Students measure calories burned on well-trod campus routes

You’ve taken a 15-minute, 1,766-step walk from Antonio’s Pizza in downtown Amherst to the campus’s Haigis Mall. How many Oreos do you think you’ve burned? The answer is less than two; you’ve walked off 76 calories, or just 1.4 Oreos.

Students from the UMass Amherst Nutrition Association and the Kinesiology Club banded together to measure the number of calories burned and steps taken on 11 popular campus routes and on the campus tour. They then translated the calorie counts into equivalents of unhealthful foods (Oreos, M&M’s, and Pringles) and healthful foods (almonds, baby carrots, apples, and pretzels).
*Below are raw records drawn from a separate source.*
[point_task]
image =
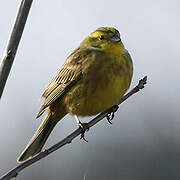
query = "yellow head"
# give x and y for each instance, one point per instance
(105, 38)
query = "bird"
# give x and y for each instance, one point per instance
(93, 78)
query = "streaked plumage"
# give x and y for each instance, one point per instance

The OREO (On-campus Research on Energy Options) Study raises awareness of the imperative to be more physically active, according to Barry Braun, the Kinesiology associate professor who supervised the project with post-doctoral student Cheryl Howe and the support of Patty Freedson, Kinesiology chair. “I think most students will find they don’t burn nearly as many calories in their daily routines as they think they do,” Braun says.
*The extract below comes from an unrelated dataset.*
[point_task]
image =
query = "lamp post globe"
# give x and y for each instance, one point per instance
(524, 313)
The figures for M&M’s are most disappointing: you’ll burn 21 walking from Orchard Hill to the Rec Center; 5.2 from the library to Fine Arts Center; 11 in a lap around the campus pond.

As a nutrition student, Katie Gustamachio, wasn’t surprised by these results. For her role in the study she wore a portable metabolic analyzer, complete with a large mask covering her face and mouth, around campus during open house last spring. She didn’t mind making a slight spectacle of herself for science. “I did look like an alien,” she says, “but it was great for prospective students to see that undergraduates here are actively involved in research.”